What Should Families Ask When Visiting Adams County Manor?

Based on this facility's data, families visiting should ask: "Can you walk me through typical staffing levels on day, evening, and night shifts?" "Can I visit during a mealtime to observe dining assistance and food quality?" "How do you handle medical emergencies, and what is your hospital transfer rate?" "Can I speak with family members of current residents about their experience?" These questions are particularly relevant given the below-average staffing rating.

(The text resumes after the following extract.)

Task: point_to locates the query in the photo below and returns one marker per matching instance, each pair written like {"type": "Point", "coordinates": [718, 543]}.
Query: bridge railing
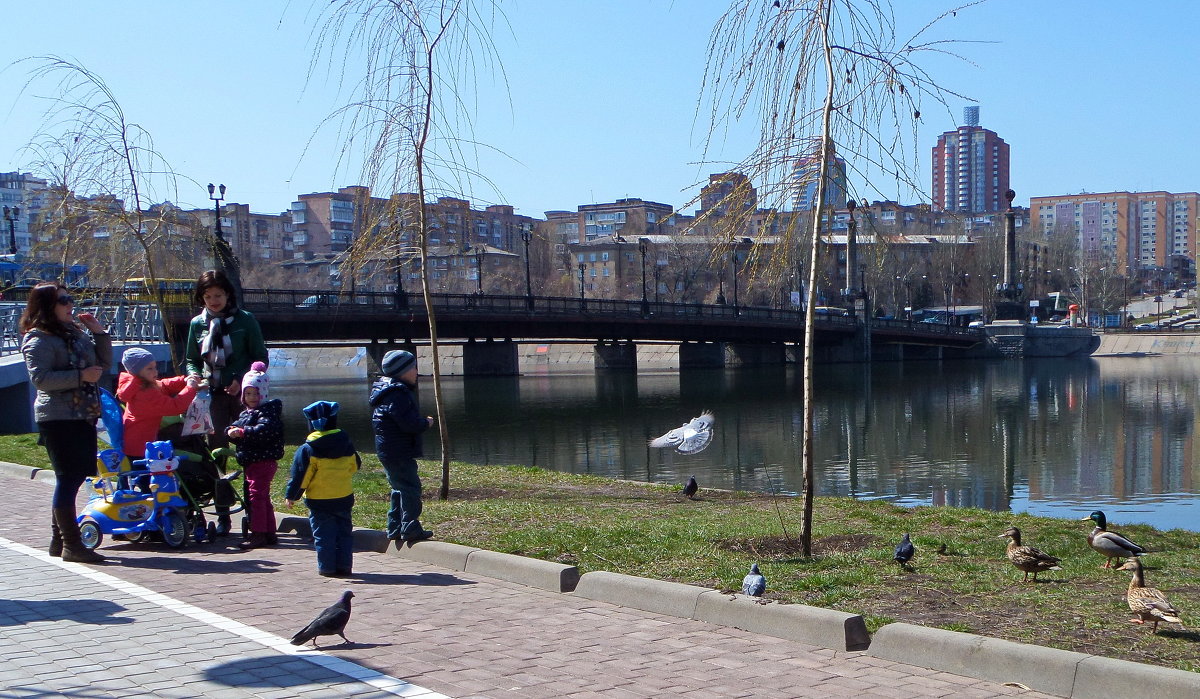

Is Adams County Manor Safe?

Based on CMS inspection data, ADAMS COUNTY MANOR has a clean safety record: no substantiated abuse findings (meaning no confirmed cases of resident harm), no Immediate Jeopardy citations (the most serious violation level indicating risk of serious injury or death), and is not on the Special Focus Facility watch list (a federal program monitoring the lowest-performing 1% of nursing homes). The facility has a 3-star overall rating and ranks #100 of 100 nursing homes in Ohio. While no facility is perfect, families should still ask about staff-to-resident ratios and recent inspection results during their visit.

Do Nurses at Adams County Manor Stick Around?

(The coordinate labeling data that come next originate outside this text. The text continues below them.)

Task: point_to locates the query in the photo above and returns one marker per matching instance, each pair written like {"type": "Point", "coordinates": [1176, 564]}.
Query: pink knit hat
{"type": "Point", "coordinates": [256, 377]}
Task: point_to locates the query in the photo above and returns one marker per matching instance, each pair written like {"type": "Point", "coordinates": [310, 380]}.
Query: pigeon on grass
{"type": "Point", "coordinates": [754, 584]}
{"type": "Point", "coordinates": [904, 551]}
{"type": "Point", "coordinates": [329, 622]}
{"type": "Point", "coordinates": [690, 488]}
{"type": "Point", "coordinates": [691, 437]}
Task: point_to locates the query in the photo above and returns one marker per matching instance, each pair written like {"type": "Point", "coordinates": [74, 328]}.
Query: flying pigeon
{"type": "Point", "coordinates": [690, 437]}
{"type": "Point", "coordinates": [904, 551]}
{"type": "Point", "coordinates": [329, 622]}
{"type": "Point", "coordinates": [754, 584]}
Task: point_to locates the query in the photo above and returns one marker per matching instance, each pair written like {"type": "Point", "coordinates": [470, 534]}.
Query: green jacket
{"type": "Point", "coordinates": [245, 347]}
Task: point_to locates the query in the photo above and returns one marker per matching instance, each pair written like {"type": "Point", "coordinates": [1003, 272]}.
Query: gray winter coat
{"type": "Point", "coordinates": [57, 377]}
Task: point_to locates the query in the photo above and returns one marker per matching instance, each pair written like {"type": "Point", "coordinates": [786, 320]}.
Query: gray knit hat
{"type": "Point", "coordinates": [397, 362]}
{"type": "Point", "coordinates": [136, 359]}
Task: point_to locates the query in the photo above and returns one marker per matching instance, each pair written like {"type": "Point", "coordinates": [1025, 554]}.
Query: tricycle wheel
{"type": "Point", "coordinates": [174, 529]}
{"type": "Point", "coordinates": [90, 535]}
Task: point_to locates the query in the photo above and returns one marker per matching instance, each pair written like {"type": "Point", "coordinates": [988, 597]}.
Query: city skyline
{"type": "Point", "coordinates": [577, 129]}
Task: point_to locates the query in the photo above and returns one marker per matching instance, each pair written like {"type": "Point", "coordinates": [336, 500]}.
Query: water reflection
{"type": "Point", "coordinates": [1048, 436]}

ADAMS COUNTY MANOR has a staff turnover rate of 54%, which is 8 percentage points above the Ohio average of 46%. Moderate turnover is common in nursing homes, but families should still ask about staff tenure and how the facility maintains care continuity when employees leave.

Was Adams County Manor Ever Fined?

ADAMS COUNTY MANOR has been fined $7,901 across 1 penalty action. This is below the Ohio average of $33,158. While any fine indicates a compliance issue, fines under $50,000 are relatively common and typically reflect isolated problems that were subsequently corrected. Families should ask what specific issues led to these fines and confirm they've been resolved.

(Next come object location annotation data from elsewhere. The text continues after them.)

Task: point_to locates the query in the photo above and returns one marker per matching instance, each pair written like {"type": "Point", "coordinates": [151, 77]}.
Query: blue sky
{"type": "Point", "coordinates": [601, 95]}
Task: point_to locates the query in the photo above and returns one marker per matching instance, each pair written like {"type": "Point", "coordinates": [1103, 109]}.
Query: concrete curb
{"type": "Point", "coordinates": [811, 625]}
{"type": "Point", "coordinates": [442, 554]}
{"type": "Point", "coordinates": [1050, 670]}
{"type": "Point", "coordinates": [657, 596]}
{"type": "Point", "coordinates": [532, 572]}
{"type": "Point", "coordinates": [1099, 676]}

Is Adams County Manor on Any Federal Watch List?

ADAMS COUNTY MANOR is not on any federal watch list. The most significant is the Special Focus Facility (SFF) program, which identifies the bottom 1% of nursing homes nationally based on persistent, serious quality problems. Not being on this list means the facility has avoided the pattern of deficiencies that triggers enhanced federal oversight. This is a positive indicator, though families should still review the facility's inspection history directly.